Although the composite and services gauges returned to expansion in September, the sub-50 read on the factory gauge likely underscores the case for more RBA easing.
“The divergence in the readings on the manufacturing and services sector is somewhat unusual, though not unprecedented”, Commonwealth Bank senior economist Gareth Aird said, adding that “the dip in the manufacturing reading was a touch disappointing, particularly given the ongoing weakness in the Australian dollar”. He did call the overall numbers “an encouraging result thanks to a pickup in the services sector”.
Coming back to Europe, it wasn’t just Germany that disappointed on Monday. PMIs for France missed across the board too. The manufacturing PMI printed 50.3 (estimate was 51.2), while the services gauge missed consensus by a mile, coming in at just 51.6 versus estimates of 53.2.
That services print was well below even the most pessimistic prediction from 19 economists.

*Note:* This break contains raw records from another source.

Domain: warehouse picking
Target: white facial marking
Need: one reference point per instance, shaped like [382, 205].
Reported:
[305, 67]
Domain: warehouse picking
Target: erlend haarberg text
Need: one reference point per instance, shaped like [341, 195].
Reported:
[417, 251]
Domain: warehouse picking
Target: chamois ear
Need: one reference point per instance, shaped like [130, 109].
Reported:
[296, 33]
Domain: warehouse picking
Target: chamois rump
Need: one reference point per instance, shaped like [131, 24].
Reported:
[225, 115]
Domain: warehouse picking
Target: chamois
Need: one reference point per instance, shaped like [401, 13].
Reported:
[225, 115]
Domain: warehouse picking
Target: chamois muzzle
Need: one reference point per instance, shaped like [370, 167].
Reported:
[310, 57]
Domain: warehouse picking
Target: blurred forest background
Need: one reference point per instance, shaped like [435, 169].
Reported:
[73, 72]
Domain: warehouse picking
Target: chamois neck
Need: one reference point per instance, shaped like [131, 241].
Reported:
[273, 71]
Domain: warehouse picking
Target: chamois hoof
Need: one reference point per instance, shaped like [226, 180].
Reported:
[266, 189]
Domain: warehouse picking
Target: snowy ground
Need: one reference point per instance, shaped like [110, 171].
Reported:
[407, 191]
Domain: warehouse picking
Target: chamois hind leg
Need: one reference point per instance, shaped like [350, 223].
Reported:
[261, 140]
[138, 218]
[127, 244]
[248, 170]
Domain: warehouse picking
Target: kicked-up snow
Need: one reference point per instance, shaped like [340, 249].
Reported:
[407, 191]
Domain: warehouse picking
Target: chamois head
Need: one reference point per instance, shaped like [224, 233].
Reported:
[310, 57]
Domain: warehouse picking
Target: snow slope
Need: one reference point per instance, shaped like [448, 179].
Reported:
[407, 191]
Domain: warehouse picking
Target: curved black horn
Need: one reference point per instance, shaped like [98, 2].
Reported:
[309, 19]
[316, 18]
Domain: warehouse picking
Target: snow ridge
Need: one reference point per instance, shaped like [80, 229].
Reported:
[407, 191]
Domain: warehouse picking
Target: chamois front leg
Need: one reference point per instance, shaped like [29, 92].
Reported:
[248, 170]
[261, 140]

To be sure, France’s numbers weren’t the train wreck seen in Germany, but considering August’s “green shoots“, they weren’t exactly inspiring either. “With services firms registering their slowest rise in activity since May, fears of negative spill over effects from the manufacturing sector are coming to fruition”, Eliot Kerr, an economist at IHS Markit said, in the course of warning that “any intensification of such effects would likely dampen economic growth going forward”.
If Monday’s data is any indication, the nascent rebound in economic sentiment that helped bond yields bounce off their August nadir might be seen in hindsight as something of a false dawn.